Studies of CO2 hydrogenation over cobalt/ceria catalysts with in situ characterization: the effect of cobalt loading and metal–support interactions on the catalytic activity

Abstract

The catalytic activities of cobalt/ceria catalysts (Co loadings of 1, 2 and 4 wt%) for CO₂ hydrogenation at 250 °C were measured. When catalyzed by samples with the same mass of cobalt, the CO₂ conversion showed a trend where 4 wt% ≈ 2 wt% > 1 wt%. XRD results combined with XANES data of pristine and reduced samples showed that the size of the cobalt particles was proportional to the admetal loading.
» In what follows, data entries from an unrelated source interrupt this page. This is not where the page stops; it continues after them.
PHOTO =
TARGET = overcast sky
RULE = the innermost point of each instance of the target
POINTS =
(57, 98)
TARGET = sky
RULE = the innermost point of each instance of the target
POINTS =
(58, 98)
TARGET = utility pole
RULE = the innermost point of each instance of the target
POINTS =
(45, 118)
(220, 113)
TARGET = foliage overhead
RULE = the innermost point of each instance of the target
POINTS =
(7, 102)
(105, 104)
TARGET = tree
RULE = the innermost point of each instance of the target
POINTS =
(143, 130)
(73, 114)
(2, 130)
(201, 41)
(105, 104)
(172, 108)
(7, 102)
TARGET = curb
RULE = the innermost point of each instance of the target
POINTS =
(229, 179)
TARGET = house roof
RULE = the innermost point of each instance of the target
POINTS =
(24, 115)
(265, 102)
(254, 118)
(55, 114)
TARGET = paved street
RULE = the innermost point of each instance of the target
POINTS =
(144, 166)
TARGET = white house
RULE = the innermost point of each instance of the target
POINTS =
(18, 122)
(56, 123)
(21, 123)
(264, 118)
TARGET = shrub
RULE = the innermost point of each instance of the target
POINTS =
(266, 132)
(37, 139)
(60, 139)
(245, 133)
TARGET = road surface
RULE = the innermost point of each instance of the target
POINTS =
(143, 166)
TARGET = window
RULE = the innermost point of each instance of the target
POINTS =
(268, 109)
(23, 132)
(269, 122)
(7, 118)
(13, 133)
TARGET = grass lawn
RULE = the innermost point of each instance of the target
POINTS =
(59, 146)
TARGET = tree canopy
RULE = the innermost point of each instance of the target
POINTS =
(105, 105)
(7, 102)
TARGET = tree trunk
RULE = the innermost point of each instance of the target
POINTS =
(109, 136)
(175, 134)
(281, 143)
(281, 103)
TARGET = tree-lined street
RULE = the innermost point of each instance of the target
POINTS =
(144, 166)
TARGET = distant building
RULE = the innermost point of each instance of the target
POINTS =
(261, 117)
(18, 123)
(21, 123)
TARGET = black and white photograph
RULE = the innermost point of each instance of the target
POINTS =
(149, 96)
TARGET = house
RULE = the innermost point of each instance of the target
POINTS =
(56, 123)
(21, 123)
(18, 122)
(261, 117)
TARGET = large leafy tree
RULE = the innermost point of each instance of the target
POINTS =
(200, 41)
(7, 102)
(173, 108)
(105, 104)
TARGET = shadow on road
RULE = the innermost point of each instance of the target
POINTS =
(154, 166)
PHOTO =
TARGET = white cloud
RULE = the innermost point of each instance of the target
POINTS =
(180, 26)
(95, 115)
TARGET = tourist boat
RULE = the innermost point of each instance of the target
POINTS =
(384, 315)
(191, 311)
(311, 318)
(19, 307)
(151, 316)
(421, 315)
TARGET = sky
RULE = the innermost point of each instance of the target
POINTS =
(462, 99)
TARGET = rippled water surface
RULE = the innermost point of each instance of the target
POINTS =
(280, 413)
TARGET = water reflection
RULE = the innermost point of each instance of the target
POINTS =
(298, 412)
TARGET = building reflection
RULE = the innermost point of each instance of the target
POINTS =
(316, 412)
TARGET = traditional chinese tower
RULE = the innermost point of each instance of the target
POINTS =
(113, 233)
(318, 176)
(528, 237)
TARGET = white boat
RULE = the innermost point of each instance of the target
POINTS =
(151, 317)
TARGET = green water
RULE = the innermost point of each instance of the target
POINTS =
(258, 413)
Moreover, XANES data of reduced catalysts indicated that samples with higher loading have a higher percentage of metallic cobalt while a significant part of cobalt in the 1 wt%Co/CeO₂ sample remains as CoO_x after reduction. By analyzing EXAFS data, it was found that the Co–O bond in the 1 wt% and 2 wt%Co/CeO₂ was about 0.16 Å shorter than that of standard CoO, which explains its stability during the reduction process. The positive charge on the cobalt atoms substantially affected the surface chemistry of the CO₂ hydrogenation process. In situ DRIFTS experiments under reaction conditions showed that the Ce³⁺ site density on the surface of the 1 wt%Co/CeO₂ catalyst was much lower than that of the other two samples. In addition, formates were found to be spectators in the 1 wt% sample while they could be further hydrogenated in the 2 wt% and 4 wt%Co/CeO₂ surfaces. Based on these results, we propose that the strong perturbations on the structural and electronic properties, which cause positively charged cobalt atoms in the cobalt–ceria interface, make the highly dispersed cobalt on ceria less active for activating hydrogen leading to a lower CO₂ hydrogenation efficiency in the case of 1 wt%Co/CeO₂.